Pultenaea subalpina, commonly known as rosy bush-pea, is a species of flowering plant in the family Fabaceae and is endemic to a restricted area of Victoria. It is a rigid, prostrate to erect or spreading shrub with linear leaves and pink, pea-like flowers.

==Description==
Pultenaea subalpina is a rigid, prostrate to erect or spreading shrub that typically grows to a height of up to 1.5 m and has silky-hairy stems when very young. The leaves are arranged alternately along the branches, linear, 6–12 mm long, 0.7–1.0 mm wide with stipules 1.5–2.1 mm long at the base.
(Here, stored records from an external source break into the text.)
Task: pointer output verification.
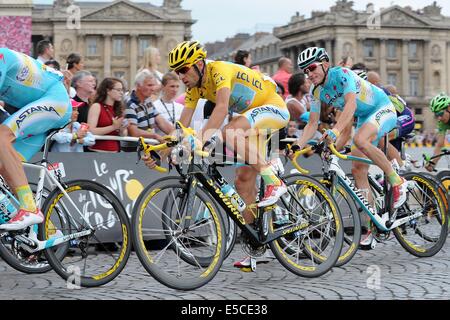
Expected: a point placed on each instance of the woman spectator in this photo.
(152, 59)
(166, 106)
(105, 116)
(298, 101)
(243, 57)
(74, 136)
(75, 63)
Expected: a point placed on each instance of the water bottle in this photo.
(235, 199)
(7, 209)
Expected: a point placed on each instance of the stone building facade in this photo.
(264, 48)
(111, 36)
(409, 48)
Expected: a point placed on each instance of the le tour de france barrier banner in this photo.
(120, 173)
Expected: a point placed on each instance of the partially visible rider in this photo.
(405, 117)
(376, 116)
(38, 93)
(440, 106)
(253, 99)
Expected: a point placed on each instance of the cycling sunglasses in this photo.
(183, 70)
(440, 114)
(311, 67)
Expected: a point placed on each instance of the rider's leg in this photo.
(28, 127)
(12, 170)
(367, 139)
(360, 173)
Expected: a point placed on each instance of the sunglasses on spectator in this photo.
(183, 70)
(440, 114)
(311, 68)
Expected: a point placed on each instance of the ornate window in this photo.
(369, 49)
(392, 49)
(144, 43)
(412, 50)
(118, 46)
(414, 84)
(92, 46)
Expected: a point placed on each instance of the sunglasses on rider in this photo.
(183, 70)
(311, 68)
(440, 114)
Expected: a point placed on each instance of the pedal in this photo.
(253, 264)
(373, 244)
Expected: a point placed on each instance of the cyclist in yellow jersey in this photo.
(243, 91)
The flowers are pink and arranged in dense clusters of up to twelve with enlarged stipules at the base of the floral leaves. The sepals are 5–6 mm long with linear bracteoles 3–4 mm long attached to the base of the sepal tube. The standard petal 8.5–11.9 mm long, the wings 8.5–11.3 mm long, and the keel 7.6–8.0 mm long. Flowering occurs from November to January and the fruit is a hairy, egg-shaped pod 5.2–6.3 mm long.

==Taxonomy==
Rosy bush-pea was first formally described in 1855 by Ferdinand von Mueller who gave it the name Burtonia subalpina his book Definitions of rare or hitherto undescribed Australian plants. In 1917, George Claridge Druce changed the name to Pultenaea subalpina.

==Distribution and habitat==
Pultenaea subalpina grows in heathland and the shrub layer of open woodland communities at altitudes between 1050 and 1200 m in the Grampians of western Victoria.